L’autrice néerlandaise, qui avait utilisé un trait assez épuré, avec son remarquable précédent ouvrage, Jours de sable, adopte cette fois-ci un dessin plus dense qui réussit à exprimer un sentiment continuel de sourde angoisse. Les cases esthétiquement magnifiques, qui devraient apporter du rêve et du dépaysement, ajoutent à l’horreur des situations. Le monde est naturellement beau et accueillant, voilà ce qu’en font les Hommes.

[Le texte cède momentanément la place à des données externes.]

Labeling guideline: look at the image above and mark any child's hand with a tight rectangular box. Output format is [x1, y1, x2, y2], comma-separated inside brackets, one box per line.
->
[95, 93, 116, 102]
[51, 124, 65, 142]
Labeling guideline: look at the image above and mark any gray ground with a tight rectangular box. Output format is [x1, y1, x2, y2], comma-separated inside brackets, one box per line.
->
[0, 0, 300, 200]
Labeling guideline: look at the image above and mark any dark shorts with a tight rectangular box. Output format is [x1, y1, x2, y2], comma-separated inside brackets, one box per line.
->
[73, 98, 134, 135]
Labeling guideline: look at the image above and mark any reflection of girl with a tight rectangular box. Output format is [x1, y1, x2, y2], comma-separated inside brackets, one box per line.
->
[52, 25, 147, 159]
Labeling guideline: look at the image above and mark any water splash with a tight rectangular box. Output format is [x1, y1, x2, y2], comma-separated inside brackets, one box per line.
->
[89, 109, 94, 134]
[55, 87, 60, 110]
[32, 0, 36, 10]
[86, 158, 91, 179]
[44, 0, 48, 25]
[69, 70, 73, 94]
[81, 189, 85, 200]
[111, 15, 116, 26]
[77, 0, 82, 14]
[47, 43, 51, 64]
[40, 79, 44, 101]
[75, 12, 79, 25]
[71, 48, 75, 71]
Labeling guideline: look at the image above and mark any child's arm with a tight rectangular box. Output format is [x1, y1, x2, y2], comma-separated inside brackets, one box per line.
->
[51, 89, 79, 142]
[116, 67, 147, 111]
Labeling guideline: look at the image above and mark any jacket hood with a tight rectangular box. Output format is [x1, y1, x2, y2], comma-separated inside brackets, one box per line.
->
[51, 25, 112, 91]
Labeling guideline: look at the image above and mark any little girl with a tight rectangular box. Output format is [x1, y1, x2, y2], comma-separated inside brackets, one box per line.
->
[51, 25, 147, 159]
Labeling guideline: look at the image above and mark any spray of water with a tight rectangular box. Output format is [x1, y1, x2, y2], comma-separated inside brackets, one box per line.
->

Tel un thriller, la tension monte de pages en pages et les mots « Mort aux monstres ! Qu’on l’égorge! Qu’on le saigne ! Qu’on l’achève ! » répétés et écrits à l’infini, cris dont on ne sait plus si ils s’adressent aux cochons sauvages ou aux autres enfants, donnent le signe d’un point de non retour. La peur omniprésente côtoie la sidération d’un drame annoncé. Les dessins d’Aimée de Jongh complètent le récit par leurs caractères métaphoriques ou symboliques. Le physique des enfants, la sauvagerie des cochons, le parachute d’un monstre se gonflant et se dégonflant, la figuration terrifiante de sa Majesté des Mouches complètent, mais ne paraphrasent pas, les mots non repris de Golding.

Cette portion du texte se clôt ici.